Magazine & TV ads make this seem too good to be true. I heard that some love it and some are not happy with it. I see that you must have an Internet connection but it can supposedly be used with or without being hooked up directly to a computer. I do NOT have Cable or a Dish & am very happy with an attic installed antenna for TV. I see that AT&T offers a stand alone (no phone service required) Internet connection for $14.95 mo. & wonder if they also offer a higher speed, stand alone, DSL connection for an increased price? 
What are the pros & cons for the magicjack- plus, service??


----------



## pctechguru (May 6, 2012)

I have seen it used handful of times and the users were happy with it. One customer ran his whole business off of magic jacks and was very happy. I think he even hooked it up to a phone system. 

I tried using it for fax once and it did not work.


----------



## DoubleHelix (Dec 10, 2004)

You definitely need an internet connection, but you do not need to leave it connected to a computer. You need *at least* 128kbps upload speed, but more is better.

Yes, people either love it or hate it because it's entirely dependent on the quality of your internet connection and whether or not you have any problems. It's cheap because they don't pay a building full of American tech support engineers to answer every customer service issue.
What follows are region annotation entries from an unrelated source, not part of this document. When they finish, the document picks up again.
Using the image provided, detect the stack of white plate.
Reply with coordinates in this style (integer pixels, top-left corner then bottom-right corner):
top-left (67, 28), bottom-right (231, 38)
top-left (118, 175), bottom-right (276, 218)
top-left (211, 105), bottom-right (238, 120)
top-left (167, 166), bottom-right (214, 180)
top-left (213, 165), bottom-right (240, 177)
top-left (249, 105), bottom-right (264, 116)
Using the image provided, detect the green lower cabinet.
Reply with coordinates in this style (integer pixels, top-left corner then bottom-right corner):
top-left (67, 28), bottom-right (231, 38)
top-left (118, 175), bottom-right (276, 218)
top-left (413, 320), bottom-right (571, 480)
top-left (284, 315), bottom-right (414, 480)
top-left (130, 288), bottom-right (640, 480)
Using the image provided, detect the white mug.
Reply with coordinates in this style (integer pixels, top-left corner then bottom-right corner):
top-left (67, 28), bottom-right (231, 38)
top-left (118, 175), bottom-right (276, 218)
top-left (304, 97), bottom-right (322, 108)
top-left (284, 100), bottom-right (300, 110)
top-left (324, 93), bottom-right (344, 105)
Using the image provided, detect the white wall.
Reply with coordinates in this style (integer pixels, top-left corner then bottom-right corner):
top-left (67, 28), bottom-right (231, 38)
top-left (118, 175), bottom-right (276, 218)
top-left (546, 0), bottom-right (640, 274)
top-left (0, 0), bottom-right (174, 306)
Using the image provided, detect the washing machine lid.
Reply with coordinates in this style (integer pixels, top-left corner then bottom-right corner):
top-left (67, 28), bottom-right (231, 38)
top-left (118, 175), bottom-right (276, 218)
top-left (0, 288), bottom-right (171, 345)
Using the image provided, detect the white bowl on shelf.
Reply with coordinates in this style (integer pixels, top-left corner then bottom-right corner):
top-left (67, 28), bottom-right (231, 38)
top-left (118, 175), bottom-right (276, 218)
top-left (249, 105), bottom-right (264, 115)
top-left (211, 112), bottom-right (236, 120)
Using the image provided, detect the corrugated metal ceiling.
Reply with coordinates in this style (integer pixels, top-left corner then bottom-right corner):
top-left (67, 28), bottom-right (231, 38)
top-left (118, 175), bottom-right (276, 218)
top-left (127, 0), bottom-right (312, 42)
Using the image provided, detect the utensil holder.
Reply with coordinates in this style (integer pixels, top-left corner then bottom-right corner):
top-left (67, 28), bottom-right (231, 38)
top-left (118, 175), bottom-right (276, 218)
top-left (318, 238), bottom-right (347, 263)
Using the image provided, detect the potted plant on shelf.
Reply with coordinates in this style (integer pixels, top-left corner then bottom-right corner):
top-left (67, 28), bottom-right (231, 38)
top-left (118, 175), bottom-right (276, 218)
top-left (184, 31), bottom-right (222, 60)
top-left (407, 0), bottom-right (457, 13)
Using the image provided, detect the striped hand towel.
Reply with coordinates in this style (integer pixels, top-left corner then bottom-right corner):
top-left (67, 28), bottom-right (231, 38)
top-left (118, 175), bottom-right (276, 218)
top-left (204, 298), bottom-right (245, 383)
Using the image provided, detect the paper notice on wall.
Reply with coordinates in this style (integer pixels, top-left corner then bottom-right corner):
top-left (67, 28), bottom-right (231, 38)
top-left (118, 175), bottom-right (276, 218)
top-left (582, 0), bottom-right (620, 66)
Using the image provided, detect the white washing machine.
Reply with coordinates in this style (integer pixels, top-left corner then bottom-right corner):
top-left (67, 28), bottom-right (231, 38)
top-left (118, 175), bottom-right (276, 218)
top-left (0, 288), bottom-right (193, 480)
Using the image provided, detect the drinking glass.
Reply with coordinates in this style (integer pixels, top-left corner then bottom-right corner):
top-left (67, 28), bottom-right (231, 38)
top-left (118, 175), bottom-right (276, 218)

If you have a problem, you'll maybe get help through e-mail or a forum.

And, obviously, if the internet connection ever goes down, the MagicJack service goes with it so you should have a cell phone to use as a backup.


----------



## kellieco (Jun 3, 2012)

have magic jack plus, need router to hook to,we have wifi, we like it BUT when we go on xbox live & netflicks we lose the connection


----------